There is only one way to keep your career alive when working with no-decision bosses. Make decisions in their place.

But this is dangerous, so you must take precautions and make some decisions yourself before you jump in and decide in place of your no-decision boss. In the newsletters over the next year, I will go into more detail about these precautions and decisions

The first thing to realise is making decisions in place of the boss is against your organisation’s rules and is contrary to its structure.  It’s against every procedure in the company.  Your boss was appointed to make decisions in your department, not you. This is why it is dangerous. If you are discovered, at the very least you will be punished, at worst fired.

In addition it has never been taught anywhere, certainly not in any business school, so up until now subordinates have had to learn by trial and error making it all complicated. As an example here is what happened the first time I decided in place of my boss.

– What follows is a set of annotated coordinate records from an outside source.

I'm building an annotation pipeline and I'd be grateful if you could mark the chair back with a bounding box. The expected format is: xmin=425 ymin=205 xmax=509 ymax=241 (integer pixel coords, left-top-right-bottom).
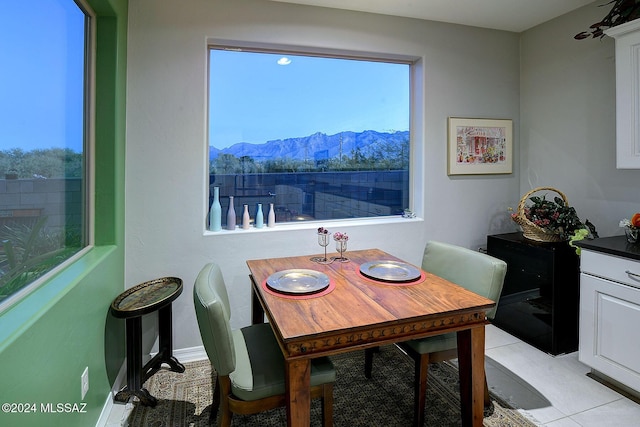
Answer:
xmin=193 ymin=263 xmax=236 ymax=375
xmin=422 ymin=241 xmax=507 ymax=319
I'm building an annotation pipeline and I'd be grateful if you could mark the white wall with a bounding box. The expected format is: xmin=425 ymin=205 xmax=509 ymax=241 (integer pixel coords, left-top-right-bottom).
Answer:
xmin=520 ymin=1 xmax=640 ymax=237
xmin=126 ymin=0 xmax=520 ymax=348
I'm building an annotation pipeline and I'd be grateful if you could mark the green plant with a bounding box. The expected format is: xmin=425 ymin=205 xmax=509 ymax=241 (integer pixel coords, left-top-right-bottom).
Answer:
xmin=574 ymin=0 xmax=640 ymax=40
xmin=514 ymin=195 xmax=598 ymax=241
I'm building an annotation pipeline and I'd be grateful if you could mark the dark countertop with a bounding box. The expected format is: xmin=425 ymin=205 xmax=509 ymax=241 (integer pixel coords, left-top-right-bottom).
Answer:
xmin=575 ymin=236 xmax=640 ymax=261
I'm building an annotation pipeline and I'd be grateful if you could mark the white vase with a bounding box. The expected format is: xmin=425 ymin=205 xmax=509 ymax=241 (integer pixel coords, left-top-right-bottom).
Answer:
xmin=227 ymin=196 xmax=236 ymax=230
xmin=209 ymin=187 xmax=222 ymax=231
xmin=242 ymin=205 xmax=251 ymax=230
xmin=267 ymin=203 xmax=276 ymax=227
xmin=256 ymin=203 xmax=264 ymax=228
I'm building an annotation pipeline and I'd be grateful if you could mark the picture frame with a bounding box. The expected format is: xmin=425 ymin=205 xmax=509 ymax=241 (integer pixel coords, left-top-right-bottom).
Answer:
xmin=447 ymin=117 xmax=513 ymax=175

 I knew an important purchase order would never be signed by my no-decision boss. I signed the order myself and sent it out to the supplier in a mail, with my boss on copy. I did not have the authority to sign the order but the supplier did not know this. The day before, I informed my boss that I would sign the order and send it out the next day. No reply from him. No comment at all. He changed the subject and talked about something else.

You might say this is delegation, but it is not. He was a true no-decision manager and they never delegate. Delegation is a decision. No-decision bosses never say they want their subordinates to make their decisions. It is up to the subordinate to step in and act on their own.

The order I signed was never audited. But if it had been, the auditors would have discovered it was not valid, and had not been signed in accordance with the company’s procedures. You can see that I protected myself, just a little, by copying my boss on the email. But as you can imagine, over time, it was not the only order I signed in his place.

So what are the precautions to take? First make sure that you really have a no-decision manager as a boss and not a manager that, for instance, is slow to make decisions. Take the time to understand no-decision managers. They actively seek people to make decisions in their place BUT they never protect anyone if the decision turns out to be a wrong one.

And what are the decisions you have to make? The most important is what level of decision-making are you willing to risk? Another is do you inform the no-decision boss that you have made a decision after the fact, or as I did, inform them before. You can also you never tell them and just decide. It depends on the level of decision-making and the type of decision you make.